La ciencia tuvo un salto importante en Gran Bretaña y Estados Unidos, pero también otros aspectos de la cultura. Georg Solti, un refugiado húngaro, impulsó de una forma excepcional la música, Rudolf Bing, de Viena, dirigió el Festival de Edimburgo y Nikolaus Pevsner, de Leipzig, se convirtió en el principal historiador de la arquitectura inglesa. Sir Peter Medawar, presidente de la Royal Society y premio Nobel, dijo que los tres ingleses más relevantes que él había conocido eran Ernst Gombrich, Max Perutz y Karl Popper, un historiador del arte, un biólogo y un filósofo, los tres nacidos en Viena.
La estupidez y el odio racial de Hitler dañó gravemente a su país. Los refugiados drenaron de talento la maquinaria bélica alemana y sería terrible pensar cuál habría sido el papel de algunos de los mejores científicos de la época si hubieran colaborado con sus conocimientos, ya sea de forma voluntaria o por la fuerza, en temas como las bombas volantes, la tecnología submarina o las armas atómicas.

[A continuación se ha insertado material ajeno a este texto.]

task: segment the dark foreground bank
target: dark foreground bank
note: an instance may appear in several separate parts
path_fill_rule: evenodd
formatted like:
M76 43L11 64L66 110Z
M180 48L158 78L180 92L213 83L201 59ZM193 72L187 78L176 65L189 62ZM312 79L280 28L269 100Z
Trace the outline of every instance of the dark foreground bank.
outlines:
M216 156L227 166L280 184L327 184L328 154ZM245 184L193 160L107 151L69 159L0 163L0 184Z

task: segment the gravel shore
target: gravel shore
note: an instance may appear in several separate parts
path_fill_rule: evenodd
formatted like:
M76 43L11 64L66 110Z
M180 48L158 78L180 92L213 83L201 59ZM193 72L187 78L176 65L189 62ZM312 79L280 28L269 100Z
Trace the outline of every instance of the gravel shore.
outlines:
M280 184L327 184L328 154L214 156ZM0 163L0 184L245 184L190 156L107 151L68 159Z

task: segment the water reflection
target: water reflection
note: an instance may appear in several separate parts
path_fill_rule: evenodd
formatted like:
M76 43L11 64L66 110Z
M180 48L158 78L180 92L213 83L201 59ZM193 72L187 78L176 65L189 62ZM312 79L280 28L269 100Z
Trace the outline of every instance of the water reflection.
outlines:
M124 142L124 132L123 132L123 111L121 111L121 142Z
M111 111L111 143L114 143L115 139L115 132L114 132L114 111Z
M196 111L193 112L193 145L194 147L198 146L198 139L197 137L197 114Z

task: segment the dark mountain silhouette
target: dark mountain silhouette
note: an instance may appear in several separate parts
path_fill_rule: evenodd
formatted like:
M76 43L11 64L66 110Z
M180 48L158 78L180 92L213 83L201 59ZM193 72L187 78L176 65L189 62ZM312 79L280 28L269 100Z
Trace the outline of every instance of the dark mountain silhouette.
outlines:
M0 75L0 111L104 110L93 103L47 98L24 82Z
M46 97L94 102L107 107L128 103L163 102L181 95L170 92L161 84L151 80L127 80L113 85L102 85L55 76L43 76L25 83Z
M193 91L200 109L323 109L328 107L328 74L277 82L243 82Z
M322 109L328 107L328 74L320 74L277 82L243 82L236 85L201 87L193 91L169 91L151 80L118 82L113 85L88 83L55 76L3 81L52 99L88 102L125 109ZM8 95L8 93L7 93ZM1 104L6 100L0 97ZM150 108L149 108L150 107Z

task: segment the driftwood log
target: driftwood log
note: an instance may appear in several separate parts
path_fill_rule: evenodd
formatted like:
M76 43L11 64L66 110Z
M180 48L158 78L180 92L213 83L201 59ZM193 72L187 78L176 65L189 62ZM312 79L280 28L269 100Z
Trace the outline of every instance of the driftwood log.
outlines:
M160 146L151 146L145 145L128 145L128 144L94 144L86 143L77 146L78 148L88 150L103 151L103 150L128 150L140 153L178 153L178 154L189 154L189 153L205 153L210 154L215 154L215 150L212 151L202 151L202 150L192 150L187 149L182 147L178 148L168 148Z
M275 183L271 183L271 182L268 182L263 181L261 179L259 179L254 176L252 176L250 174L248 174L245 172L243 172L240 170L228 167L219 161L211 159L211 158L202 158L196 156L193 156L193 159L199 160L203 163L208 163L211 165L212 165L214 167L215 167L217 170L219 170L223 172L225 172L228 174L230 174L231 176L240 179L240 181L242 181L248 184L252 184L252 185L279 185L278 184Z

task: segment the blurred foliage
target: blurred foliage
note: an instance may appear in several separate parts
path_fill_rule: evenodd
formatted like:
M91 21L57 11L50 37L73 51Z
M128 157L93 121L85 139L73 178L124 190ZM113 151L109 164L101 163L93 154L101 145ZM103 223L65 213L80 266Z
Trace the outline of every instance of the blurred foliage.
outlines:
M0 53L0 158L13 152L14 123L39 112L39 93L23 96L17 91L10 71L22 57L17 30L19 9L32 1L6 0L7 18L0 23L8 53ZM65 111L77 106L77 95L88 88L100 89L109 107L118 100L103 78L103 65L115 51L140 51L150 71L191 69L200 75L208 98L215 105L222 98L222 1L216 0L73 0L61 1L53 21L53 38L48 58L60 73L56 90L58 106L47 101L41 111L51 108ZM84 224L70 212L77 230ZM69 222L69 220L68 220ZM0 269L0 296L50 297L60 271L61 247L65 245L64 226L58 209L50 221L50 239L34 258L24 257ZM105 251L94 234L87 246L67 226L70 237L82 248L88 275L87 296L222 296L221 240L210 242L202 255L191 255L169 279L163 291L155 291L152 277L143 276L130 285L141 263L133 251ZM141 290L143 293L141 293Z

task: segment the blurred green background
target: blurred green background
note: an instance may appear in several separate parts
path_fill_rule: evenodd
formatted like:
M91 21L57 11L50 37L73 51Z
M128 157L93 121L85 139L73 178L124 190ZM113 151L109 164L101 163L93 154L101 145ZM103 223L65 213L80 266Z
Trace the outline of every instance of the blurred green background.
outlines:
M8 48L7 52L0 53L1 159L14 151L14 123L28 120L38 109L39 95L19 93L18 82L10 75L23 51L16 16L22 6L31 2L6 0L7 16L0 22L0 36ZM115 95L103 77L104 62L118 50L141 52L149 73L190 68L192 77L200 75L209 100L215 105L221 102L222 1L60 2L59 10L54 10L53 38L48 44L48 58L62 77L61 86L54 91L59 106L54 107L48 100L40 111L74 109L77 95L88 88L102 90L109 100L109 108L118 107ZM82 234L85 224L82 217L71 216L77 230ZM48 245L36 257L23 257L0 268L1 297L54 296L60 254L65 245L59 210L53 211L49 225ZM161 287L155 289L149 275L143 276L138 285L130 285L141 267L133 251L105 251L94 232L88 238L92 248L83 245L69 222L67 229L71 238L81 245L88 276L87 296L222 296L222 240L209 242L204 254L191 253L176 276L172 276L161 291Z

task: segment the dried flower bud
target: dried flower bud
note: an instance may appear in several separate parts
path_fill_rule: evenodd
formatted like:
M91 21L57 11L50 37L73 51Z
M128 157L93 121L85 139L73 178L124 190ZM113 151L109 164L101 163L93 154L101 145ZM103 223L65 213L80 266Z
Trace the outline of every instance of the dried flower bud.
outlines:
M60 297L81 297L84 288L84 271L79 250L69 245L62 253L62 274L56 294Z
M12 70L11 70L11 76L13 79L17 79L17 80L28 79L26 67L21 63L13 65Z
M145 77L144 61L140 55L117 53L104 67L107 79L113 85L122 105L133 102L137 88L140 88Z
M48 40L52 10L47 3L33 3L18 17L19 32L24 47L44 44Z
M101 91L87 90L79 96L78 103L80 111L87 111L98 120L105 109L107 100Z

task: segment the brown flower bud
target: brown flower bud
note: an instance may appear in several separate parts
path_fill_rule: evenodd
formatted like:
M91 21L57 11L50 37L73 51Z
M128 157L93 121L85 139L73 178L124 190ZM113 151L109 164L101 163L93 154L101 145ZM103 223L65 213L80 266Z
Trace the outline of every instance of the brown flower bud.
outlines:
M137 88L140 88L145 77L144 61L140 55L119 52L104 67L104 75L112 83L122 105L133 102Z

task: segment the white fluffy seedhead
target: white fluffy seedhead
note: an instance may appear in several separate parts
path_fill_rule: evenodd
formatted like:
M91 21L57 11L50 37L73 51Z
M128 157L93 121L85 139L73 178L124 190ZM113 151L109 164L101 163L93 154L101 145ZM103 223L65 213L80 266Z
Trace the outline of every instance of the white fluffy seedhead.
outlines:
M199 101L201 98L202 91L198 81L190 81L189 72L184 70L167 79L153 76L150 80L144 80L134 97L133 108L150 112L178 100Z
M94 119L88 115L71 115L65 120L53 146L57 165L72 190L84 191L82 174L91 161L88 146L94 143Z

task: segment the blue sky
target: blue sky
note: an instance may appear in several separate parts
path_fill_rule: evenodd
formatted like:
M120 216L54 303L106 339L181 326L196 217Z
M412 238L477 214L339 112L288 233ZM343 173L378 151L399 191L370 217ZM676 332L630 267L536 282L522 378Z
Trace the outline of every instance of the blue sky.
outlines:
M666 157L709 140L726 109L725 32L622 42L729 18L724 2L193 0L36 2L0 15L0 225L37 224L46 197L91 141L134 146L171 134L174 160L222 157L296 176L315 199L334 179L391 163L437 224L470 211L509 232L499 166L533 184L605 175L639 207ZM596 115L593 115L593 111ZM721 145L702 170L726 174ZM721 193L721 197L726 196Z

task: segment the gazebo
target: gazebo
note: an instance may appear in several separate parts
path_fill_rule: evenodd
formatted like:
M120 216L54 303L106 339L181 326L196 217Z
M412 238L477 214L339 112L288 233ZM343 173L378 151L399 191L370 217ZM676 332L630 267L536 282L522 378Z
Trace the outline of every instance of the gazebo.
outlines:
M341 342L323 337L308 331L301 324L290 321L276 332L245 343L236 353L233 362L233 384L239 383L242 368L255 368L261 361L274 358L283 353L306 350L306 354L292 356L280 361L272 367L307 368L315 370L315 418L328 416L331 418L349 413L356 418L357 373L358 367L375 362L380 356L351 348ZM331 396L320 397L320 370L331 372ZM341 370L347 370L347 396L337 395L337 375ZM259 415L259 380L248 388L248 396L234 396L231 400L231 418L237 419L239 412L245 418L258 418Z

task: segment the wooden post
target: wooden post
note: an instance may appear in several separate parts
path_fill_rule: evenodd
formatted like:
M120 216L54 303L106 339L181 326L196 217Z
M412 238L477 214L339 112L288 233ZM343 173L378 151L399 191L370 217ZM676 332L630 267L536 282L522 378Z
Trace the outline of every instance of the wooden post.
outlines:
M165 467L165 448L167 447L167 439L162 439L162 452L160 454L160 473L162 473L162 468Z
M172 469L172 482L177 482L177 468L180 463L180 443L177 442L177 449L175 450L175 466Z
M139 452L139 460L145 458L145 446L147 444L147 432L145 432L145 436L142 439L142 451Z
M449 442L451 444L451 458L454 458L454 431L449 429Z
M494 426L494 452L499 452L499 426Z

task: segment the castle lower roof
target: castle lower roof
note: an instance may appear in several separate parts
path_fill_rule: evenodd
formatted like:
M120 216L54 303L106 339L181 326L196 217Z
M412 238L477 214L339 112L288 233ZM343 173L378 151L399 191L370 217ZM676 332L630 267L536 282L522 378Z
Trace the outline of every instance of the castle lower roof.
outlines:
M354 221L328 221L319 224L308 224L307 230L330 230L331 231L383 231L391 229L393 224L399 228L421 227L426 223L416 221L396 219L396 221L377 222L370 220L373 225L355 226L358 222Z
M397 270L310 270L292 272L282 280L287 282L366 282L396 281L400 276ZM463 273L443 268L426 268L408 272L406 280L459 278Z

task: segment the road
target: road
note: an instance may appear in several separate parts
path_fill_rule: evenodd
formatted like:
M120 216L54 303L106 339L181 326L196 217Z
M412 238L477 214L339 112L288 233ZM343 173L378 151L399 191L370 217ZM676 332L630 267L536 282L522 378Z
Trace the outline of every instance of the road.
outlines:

Además, no solo fue pérdida de Alemania, sino ganancia de sus contendientes. Los aliados se vieron enormemente reforzados y pusieron la ciencia norteamericana a la vanguardia del progreso, algo que no ha cesado desde entonces. El nazismo quedó derrotado, y algunos de esos refugiados volvieron a su país y otros terminaron su vida en sus nuevos países de acogida, agradecidos, aunque esos países deberían sentirse igualmente afortunados. Los refugiados no han desaparecido, solo han cambiado los países de origen y los de destino. Es difícil que entre esas familias que cruzan el Mediterráneo o los Balcanes, el Magreb o las fronteras de Indonesia haya otro Einstein, pero hay seguro miles de personas honestas, trabajadoras y buenas, buscando una esperanza, un futuro para ellos y sus familias. Igual que haríamos muchos de nosotros si pasásemos por la misma situación.